Dutch vocal ensemble

Poldervokaal is a vocal ensemble that takes its name after the (Beemster) polder in North Holland, Netherlands. Poldervokaal was created in 1986, and has been led by Maria Rondèl, an international vocal teacher, who brought together a group of her pupils.

All 14 members of the ensemble are highly trained singers, and the group strives to perform at a semi-professional level. All performance are done by heart, and without a director. The ensemble performs in all possible combinations, from solo to solo quartets to full SSAATTBB settings. The repertoire consists of all vocal music through the ages, from Renaissance madrigals and motets to present-day close harmony compositions.

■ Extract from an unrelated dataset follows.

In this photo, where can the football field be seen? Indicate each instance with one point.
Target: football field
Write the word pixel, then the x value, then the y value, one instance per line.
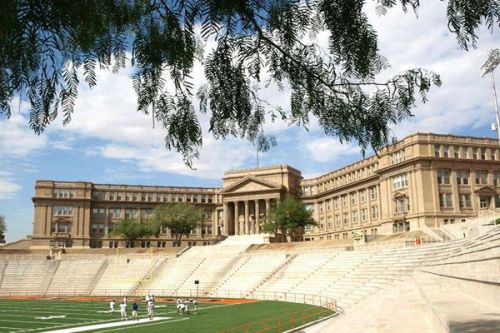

In 1997, some highlights of the repertoire were recorded in a first CD, followed in 2003 by the CD Momenten with a collection of Christmas songs, which was very well received and has sold out. A new CD is planned for 2008.

Poldervokaal has received recognition from well-known Dutch publications, such as the national newspaper De Volkskrant, June 4, 2005: "The Domine Deus Agnus Dei drifted serenely out of the door over the meadows", and numerous local newspapers: "Poldervokaal sings wonderfully beautifully" (Noordhollands Dagblad, December 17, 2005), "Moved to tears by performance of Poldervokaal" (Het Witte Weekblad, edition 56, 2005).